Cambrian Explosion Month #22: Phylum Annelida – Down the Wormhole

Among the various stem-polychaete worms known from the Cambrian, the existence of more modern-style annelids like Pygocirrus hint that the common ancestor of modern forms might have evolved much earlier than previously thought. But this was complicated by the fact that all the known stem-polychaetes seem to have been active crawlers or swimmers, while the oldest modern lineage of polychaetes are burrowers, mostly sedentary, and sometimes tube-dwelling.

So if “crown group” forms that lived buried in the seafloor sediment must have diverged at least as far back as the early Cambrian, where were the fossils of them?

Enter Dannychaeta tucolus!

Dannychaeta tucolus

Recently discovered in the Xiazhuang fossil deposits in Yunnan, China (~514 million years ago), this polychaete had long tentacle-like palps, a pronounced head, and a stout region at the front of its body with the rest being very long and slender. The known fossil specimens are incomplete, but it may have been around 8-10cm long (~3-4″) and it was preserved inside tube-lined burrows.

It resembled modern magelonid shovelhead worms so closely that it’s been classified as a member of that group, making it the oldest crown-annelid with close living relatives – and showing that early members of the phylum must have been experimenting with a much wider range of lifestyles than previous fossil evidence suggested.


Archaeogolfingia caudata (left) & Cambrosipunculus tentaculatus (right)

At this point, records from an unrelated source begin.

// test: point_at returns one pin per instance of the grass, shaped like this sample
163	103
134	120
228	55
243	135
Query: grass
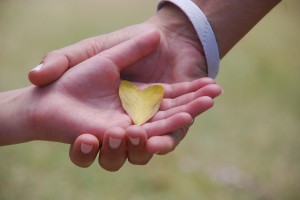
246	147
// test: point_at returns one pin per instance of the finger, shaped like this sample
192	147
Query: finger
194	108
57	62
211	90
84	150
178	89
166	143
163	126
136	146
113	150
132	50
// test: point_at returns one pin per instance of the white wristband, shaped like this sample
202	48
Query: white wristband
204	32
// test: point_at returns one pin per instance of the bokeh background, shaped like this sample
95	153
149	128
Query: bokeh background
246	147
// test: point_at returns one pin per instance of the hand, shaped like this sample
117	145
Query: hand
89	91
179	56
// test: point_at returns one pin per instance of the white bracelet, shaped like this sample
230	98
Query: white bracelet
204	32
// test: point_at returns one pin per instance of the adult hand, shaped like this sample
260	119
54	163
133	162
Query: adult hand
85	100
179	56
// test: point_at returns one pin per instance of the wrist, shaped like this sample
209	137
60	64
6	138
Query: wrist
172	21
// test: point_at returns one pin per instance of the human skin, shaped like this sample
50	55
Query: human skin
85	101
179	56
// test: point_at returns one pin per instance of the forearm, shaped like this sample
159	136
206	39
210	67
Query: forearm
233	19
14	120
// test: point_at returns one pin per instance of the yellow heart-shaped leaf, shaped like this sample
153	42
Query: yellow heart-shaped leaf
139	104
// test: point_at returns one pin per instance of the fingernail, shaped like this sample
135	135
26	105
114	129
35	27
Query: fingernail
37	68
114	142
135	141
86	148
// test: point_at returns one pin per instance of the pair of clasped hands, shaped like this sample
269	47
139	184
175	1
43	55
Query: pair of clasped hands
79	102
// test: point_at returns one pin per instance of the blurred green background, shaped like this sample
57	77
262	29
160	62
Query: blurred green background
246	147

Sipunculans, or “peanut worms”, are a group of unsegmented marine worms that mostly live in burrows or crevices. They were traditionally considered to be their own phylum, but more recent molecular studies have revealed them to actually be annelids – although it’s not clear where exactly they fit into the group’s overall evolution. They might be a very ancient branch, diverging even before the early Cambrian stem-polychaetes, or they might have originated within the polychaetes, perhaps belonging somewhere closer to earthworms and leeches or fireworms.

Fossils of this group are extremely rare, making their evolutionary origins even murkier, but there are a couple of possible examples from the Cambrian.

Known from the Chinese Chengjiang fossil deposits (~518 million years ago), Archaeogolfingia caudata and Cambrosipunculus tentaculatus were very similar in appearance to modern golfingiidan sipunculans. Both were about 4cm long (1.6″), and they probably lived buried in the seafloor sediment in burrows, extending the front part of their bodies out to feed on organic detritus.

They demonstrate that the basic sipunculan body plan already existed in the early Cambrian, and so the group must have undergone some incredibly rapid anatomical changes after they first diverged from other annelids – then proceeded to change very little over the next half a billion years.